Hello I was wondering if any of you would be able to try and help me figure out what's wrong with my fish. This week i bought a 12x12x30 

I put 20 lbs worth of Eco-Complete Planted Aquarium Substrate and then filled up the tank with water.
After I had the aquarium filled i put 10 mL worth of Nutrafin AquaPlus 
I then waited 20 minutes to put in the plants, filter, and heater.

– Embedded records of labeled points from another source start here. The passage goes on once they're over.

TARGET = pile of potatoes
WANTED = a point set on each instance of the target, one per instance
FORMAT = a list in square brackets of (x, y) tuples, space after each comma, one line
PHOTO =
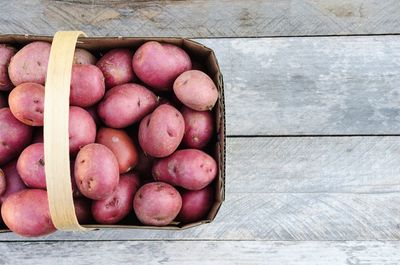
[(140, 126)]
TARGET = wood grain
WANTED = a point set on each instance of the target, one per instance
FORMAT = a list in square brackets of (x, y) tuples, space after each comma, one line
[(201, 18)]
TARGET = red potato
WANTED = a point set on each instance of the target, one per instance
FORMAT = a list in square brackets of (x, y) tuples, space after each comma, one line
[(96, 171), (199, 128), (195, 204), (126, 104), (191, 169), (157, 204), (27, 213), (196, 90), (6, 52), (82, 129), (161, 132), (14, 136), (27, 103), (116, 66), (119, 142), (30, 166), (29, 65), (159, 64), (117, 206)]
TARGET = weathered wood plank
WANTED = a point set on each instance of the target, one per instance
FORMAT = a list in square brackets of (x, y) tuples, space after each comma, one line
[(204, 252), (228, 18)]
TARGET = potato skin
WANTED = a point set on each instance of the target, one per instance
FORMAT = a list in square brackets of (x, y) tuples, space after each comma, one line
[(14, 136), (116, 66), (157, 204), (196, 90), (29, 65), (117, 206), (119, 142), (87, 85), (27, 213), (27, 103), (161, 132), (96, 171), (191, 169), (159, 64), (126, 104)]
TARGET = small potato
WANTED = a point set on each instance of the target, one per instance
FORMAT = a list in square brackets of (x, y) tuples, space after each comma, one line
[(159, 64), (190, 169), (161, 132), (6, 52), (27, 213), (126, 104), (117, 206), (14, 136), (195, 204), (82, 56), (27, 103), (199, 128), (82, 129), (30, 166), (119, 142), (196, 90), (29, 65), (96, 171), (116, 66), (157, 204)]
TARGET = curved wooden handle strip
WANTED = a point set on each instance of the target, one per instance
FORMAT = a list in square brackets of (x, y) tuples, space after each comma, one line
[(56, 136)]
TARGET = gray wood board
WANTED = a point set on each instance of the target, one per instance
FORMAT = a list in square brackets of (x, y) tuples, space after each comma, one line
[(228, 18)]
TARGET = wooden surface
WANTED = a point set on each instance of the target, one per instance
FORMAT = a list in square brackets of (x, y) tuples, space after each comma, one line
[(313, 125)]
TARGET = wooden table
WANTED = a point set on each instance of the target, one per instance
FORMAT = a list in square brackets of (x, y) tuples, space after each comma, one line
[(313, 119)]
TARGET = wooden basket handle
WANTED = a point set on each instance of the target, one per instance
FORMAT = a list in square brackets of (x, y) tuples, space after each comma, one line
[(56, 135)]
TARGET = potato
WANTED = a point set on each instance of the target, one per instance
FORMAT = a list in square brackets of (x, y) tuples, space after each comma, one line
[(27, 213), (117, 206), (82, 129), (87, 85), (121, 145), (27, 103), (195, 204), (126, 104), (159, 64), (116, 66), (161, 132), (82, 56), (157, 204), (29, 65), (190, 169), (14, 182), (96, 171), (6, 52), (196, 90), (199, 128), (14, 136)]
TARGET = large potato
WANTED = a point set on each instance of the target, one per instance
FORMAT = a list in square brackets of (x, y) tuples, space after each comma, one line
[(159, 64), (96, 171), (116, 66), (191, 169), (157, 204), (161, 132), (126, 104), (14, 136), (117, 206), (87, 85), (29, 65), (27, 213), (119, 142), (6, 52), (27, 103), (196, 90)]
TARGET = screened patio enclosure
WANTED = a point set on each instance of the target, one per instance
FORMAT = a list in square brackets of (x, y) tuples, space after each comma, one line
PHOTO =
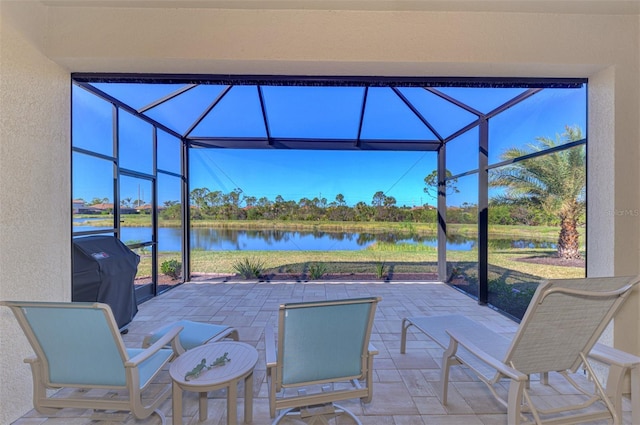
[(134, 138)]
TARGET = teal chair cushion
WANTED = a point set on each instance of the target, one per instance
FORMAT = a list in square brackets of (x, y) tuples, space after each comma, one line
[(149, 367), (193, 334)]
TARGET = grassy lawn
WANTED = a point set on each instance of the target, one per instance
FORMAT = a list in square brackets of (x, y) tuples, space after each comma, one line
[(367, 261), (400, 258)]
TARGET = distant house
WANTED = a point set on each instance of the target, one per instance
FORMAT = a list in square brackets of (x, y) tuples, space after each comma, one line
[(144, 209), (78, 204)]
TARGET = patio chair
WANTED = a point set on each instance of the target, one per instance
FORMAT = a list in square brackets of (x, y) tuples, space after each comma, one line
[(78, 347), (323, 356), (563, 322), (193, 334)]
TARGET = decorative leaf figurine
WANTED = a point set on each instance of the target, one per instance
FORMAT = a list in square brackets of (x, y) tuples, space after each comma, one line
[(200, 367)]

I wasn't able to get any fish for a couple days and but I was able to drop by the pet store on friday to pick up the fish.
I got 2 Angelfish 

and

, and they were both starting to get used to the tank until yesterday.
They weren't eating the flakes

or the blood worms

I got them.

Today I noticed the white and yellow behaving even stranger than yesterday, he wasn't swimming much and didn't want to eat, same thing with the black and white one. Both of stayed at the top of the aquarium most of the day, but right now one of them is almost on its side and it looks like he's struggling to swim and the other slowly swims up to the top of the top of the aquarium to were the filter releases the water and swims into the flow which hurls him to the gravel.
Please help me!!


----------



## NeonShark666 (Dec 13, 2010)

Never cycle with Angelfish. They don't like the many chemicals generated during cycling. If you can, move them to another tank that has been cycled. If you can't, install a good, powerful filter (with carbon in the filter pad) and put in some good aeriation}. Make 20-30% water changes every two or three days. Better cycling fishes are Guppies and Danios.


----------



## phys (Feb 4, 2011)

They're more than likely suffereing from ammonia or nitrite poisoning.. the first few days-weeks of a new tank can produce deadly amounts of these for fish. As was previously stated, try to move them to a cycled tank. Seachem Prime will help them in your current tank if you cannot and definately do daily 25% (at least) water changes. You also should get a water conditioner for the water to protect them against chlorine but if you have the Seachem Prime, it takes care of that.


----------



## snail (Aug 6, 2010)

Read about the nitrogen cycle and how to cycle your tank. Fish produce waste which as it breaks down turns into ammonia which is toxic to fish, bacteria turn the ammonia into nitrites (also toxic), then different bacteria turn it into nitrates which are safer for the fish. In an established aquarium this cycle is ongoing and it keeps the water safe for your fish but in a new tank the bacteria have not had a chance to build up yet and the resulting ammonia and nitrite spikes are often deadly to fish.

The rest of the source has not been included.